Our day started with the train ride from Milan. The ride was much more comfortable than our other train trips, probably because the seats next to us were empty and we could stretch out. The views out the window as we passed from Italy into Switzerland were gorgeous. It was misty and a little drizzly, but that just added to the beauty. My photos look almost like black and white images, but you can see some hints of color.
We were often lost in Zurich. I know practically no German, so signs were totally useless; we had to depend on maps and landmarks, and we got turned around often. We made it to our hotel and the kind young man behind the desk, who spoke English very well, mapped out a quick walking tour of Zurich’s Old Town for us.

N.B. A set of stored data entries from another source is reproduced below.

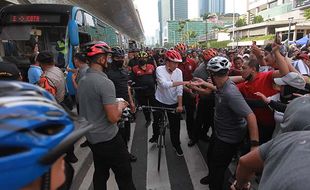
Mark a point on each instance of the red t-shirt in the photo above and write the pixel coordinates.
(188, 68)
(262, 83)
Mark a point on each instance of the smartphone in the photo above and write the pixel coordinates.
(278, 38)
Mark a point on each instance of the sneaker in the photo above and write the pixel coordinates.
(84, 144)
(205, 180)
(132, 158)
(153, 139)
(191, 143)
(147, 124)
(178, 150)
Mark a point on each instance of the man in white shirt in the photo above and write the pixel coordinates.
(169, 95)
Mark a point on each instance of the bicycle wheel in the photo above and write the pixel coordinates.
(160, 146)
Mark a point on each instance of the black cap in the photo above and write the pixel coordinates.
(9, 71)
(45, 57)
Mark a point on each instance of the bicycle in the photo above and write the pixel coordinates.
(163, 124)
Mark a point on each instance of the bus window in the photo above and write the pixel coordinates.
(79, 18)
(89, 20)
(19, 42)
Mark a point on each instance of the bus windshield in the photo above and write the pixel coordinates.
(19, 42)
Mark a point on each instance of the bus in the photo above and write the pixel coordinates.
(26, 27)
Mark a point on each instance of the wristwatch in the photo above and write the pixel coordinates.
(254, 143)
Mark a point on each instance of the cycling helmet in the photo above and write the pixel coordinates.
(209, 53)
(162, 51)
(174, 56)
(118, 52)
(218, 63)
(181, 48)
(95, 48)
(142, 54)
(34, 132)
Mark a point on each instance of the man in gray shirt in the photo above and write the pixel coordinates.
(98, 105)
(283, 160)
(232, 117)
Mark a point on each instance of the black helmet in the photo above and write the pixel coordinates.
(118, 52)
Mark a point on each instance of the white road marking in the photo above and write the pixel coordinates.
(196, 165)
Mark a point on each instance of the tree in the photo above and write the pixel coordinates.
(240, 22)
(307, 13)
(258, 19)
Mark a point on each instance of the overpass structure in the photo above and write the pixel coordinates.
(120, 14)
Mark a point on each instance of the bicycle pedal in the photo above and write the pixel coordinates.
(162, 146)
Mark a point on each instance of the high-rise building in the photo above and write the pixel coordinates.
(180, 9)
(170, 10)
(212, 6)
(164, 14)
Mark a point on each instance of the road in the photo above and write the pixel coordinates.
(177, 173)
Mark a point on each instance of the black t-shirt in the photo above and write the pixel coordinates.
(133, 62)
(119, 76)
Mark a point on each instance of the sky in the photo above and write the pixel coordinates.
(149, 12)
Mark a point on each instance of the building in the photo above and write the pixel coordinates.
(170, 10)
(278, 15)
(164, 14)
(185, 31)
(211, 6)
(179, 9)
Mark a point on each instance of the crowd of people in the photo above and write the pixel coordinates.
(254, 101)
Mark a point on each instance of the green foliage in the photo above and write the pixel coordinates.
(215, 44)
(307, 13)
(240, 22)
(258, 19)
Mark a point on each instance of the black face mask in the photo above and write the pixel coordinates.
(249, 77)
(69, 173)
(142, 62)
(118, 64)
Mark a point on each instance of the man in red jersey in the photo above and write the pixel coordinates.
(262, 82)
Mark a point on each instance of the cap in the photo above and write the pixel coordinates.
(9, 71)
(294, 116)
(292, 79)
(246, 56)
(303, 56)
(45, 57)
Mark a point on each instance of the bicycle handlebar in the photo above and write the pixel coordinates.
(173, 110)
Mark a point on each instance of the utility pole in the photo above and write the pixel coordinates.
(289, 28)
(233, 38)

We visited Grossmünster, the largest church in Zurich, and walked by Fraumünster hoping to go in to view the Chagall stained glass windows, but it was closed for a service. We then visited some shops and bought some chocolate to bring home. Zurich was a nice change from the cities in Italy. The streets were quiet and uncrowded, making the walking much easier.

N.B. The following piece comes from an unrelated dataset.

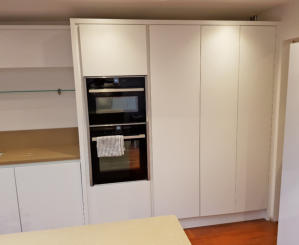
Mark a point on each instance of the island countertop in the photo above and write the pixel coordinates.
(164, 230)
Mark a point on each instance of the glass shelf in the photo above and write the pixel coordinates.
(59, 91)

In the evening we attended a concert with the Zurich Chamber Orchestra (Zürcher Kammerorchester). The concert hall is not at all like the concert halls and opera houses in Italy. It’s very austere looking, but the acoustics are excellent. We ordered our tickets late so our seating choices were few, and we ended up at the last two seats of the very first row. I generally don’t like being that close to the stage or that far from the center, but in this case it was a great place to sit because it gave us an interesting view of the orchestra. The stage is simply a platform with no wings so we were able to see the anteroom where the conductor and soloist entered.
The first piece was Beethoven’s Violin Concerto in D Major with Gil Shaham as soloist, and it was exquisite. This was one of those times when I realized I was in a room where something very special was happening. I’m not sure if it was the excellent acoustics in the hall, the relationship between soloist and conductor, or if Gil Shaham is just brilliant, but this was a performance I will never forget. It was probably a combination of those factors. When Gil Shaham left the stage, we could see him in the back, jumping up and down with joy! He returned to the stage for several bows and then an encore.

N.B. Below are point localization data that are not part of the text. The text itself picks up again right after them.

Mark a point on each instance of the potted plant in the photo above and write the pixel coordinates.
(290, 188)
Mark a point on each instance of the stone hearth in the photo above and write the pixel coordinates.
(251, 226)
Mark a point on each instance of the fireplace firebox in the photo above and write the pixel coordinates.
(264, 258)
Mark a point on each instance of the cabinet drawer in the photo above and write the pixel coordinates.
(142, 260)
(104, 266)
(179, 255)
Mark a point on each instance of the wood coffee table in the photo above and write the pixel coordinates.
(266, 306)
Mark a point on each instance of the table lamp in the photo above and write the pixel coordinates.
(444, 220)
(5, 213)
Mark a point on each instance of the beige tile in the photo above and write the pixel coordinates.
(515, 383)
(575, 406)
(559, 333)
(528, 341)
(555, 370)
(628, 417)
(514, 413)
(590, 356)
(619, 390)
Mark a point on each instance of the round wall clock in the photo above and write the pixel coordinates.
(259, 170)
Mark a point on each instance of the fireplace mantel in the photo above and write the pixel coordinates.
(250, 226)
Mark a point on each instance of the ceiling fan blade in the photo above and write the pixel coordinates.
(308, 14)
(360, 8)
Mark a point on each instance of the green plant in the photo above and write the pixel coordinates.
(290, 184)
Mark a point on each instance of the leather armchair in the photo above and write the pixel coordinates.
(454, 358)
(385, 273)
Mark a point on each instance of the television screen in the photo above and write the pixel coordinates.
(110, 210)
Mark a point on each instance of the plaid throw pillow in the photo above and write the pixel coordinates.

The second half of the concert was Beethoven’s 4th Symphony. It was wonderful to hear it played by a chamber orchestra rather than the large symphonic orchestras we generally hear. Paul pointed out that Beethoven wrote for a smaller orchestra so that’s probably how he intended it to be played. Again, our seats in the front corner of the hall were interesting. We were seeing the winds from behind, and they stood when they played which makes sense on a flat platform stage. Their conductor was Sir Roger Norrington, former principal conductor who returned for this performance. The whole orchestra played with such passion, and it’s obvious that they loved the conductor, and the conductor loved them and the audience. He encouraged applause between movements, applauded the players, and they applauded him. In all, this was one of the best concerts I’ve ever attended.
I wish we had more time to explore Zurich, but tomorrow we are off to Salzburg!